UN warns of disease threat in flood-ravaged east Libya
The Hindu
Libya faces second crisis as UN warns of disease outbreaks after devastating flash flood in Derna. Local officials, aid agencies & WHO concerned about risk of disease from contaminated water & lack of sanitation. EU released $5.5M in aid and IOM called for collaboration.
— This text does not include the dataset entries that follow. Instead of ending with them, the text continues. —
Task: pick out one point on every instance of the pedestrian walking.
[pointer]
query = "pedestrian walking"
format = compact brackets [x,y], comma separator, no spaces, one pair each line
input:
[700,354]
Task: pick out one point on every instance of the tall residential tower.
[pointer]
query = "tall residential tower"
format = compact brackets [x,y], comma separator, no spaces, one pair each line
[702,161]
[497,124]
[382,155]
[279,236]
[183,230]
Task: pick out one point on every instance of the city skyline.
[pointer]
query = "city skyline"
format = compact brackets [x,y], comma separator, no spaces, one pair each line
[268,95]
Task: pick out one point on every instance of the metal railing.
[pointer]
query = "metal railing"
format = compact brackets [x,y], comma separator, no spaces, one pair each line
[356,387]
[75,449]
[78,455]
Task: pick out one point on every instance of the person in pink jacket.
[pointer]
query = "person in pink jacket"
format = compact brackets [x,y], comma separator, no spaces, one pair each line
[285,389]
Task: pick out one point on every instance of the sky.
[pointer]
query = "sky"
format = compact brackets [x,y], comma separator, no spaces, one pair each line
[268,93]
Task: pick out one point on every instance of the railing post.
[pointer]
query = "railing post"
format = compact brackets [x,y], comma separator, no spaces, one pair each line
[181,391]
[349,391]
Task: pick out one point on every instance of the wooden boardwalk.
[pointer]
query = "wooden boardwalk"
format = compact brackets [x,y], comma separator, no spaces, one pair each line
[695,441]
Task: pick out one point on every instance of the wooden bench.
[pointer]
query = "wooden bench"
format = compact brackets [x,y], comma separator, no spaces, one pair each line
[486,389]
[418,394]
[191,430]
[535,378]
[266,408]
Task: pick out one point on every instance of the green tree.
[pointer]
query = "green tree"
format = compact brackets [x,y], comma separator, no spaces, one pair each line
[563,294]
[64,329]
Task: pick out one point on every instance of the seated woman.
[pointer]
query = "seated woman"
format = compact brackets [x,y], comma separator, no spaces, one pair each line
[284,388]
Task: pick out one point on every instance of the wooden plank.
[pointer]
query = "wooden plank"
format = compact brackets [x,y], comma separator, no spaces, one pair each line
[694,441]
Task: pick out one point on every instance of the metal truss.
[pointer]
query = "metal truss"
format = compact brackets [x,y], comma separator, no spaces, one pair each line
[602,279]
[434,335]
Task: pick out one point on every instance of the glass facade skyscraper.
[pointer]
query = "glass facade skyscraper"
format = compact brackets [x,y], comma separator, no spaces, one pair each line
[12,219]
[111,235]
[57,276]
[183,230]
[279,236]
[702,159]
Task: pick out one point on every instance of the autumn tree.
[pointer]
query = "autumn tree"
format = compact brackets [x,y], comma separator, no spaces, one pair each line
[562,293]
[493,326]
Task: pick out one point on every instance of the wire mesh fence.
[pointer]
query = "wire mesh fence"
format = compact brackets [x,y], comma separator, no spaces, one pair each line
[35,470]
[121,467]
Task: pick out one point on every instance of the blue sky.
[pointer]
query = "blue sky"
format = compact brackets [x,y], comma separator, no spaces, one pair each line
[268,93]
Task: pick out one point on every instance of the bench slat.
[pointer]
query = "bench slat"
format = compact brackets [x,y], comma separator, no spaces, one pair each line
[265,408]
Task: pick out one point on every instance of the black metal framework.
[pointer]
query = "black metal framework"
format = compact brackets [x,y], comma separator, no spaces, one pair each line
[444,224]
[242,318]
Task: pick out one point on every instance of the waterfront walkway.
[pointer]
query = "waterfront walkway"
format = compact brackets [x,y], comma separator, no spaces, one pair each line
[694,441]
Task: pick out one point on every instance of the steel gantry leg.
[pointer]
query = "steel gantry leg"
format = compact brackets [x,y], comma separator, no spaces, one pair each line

The UN warned on September 18 that disease outbreaks could bring “a second devastating crisis” to Libya a week after a huge flash flood shattered the coastal city of Derna, sweeping thousands to their deaths.
Local officials, aid agencies and the World Health Organization “are concerned about the risk of disease outbreak, particularly from contaminated water and the lack of sanitation”, the United Nations said.
The flash flood that has killed nearly 3,300 people and left thousands more missing came after the war-scarred North African country was lashed by the hurricane-strength Storm Daniel on September 10.
Tens of thousands of traumatised residents are homeless and badly in need of clean water, food and basic supplies amid a growing risk of cholera, diarrhoea, dehydration and malnutrition, UN agencies have warned.
Libya’s disease control centre banned citizens in the disaster zone from drinking water from local mains, warning that it is “polluted”.
Rescue teams from several European and Arab countries kept up the grim search for bodies in the mud-caked wasteland of smashed buildings, crushed cars and uprooted trees.
The waters submerged a densely populated six-square-kilometre (2.3-square-mile) area in Derna, damaging 1,500 buildings of which 891 were totally razed, according to a preliminary report released by the Tripoli government based on satellite images.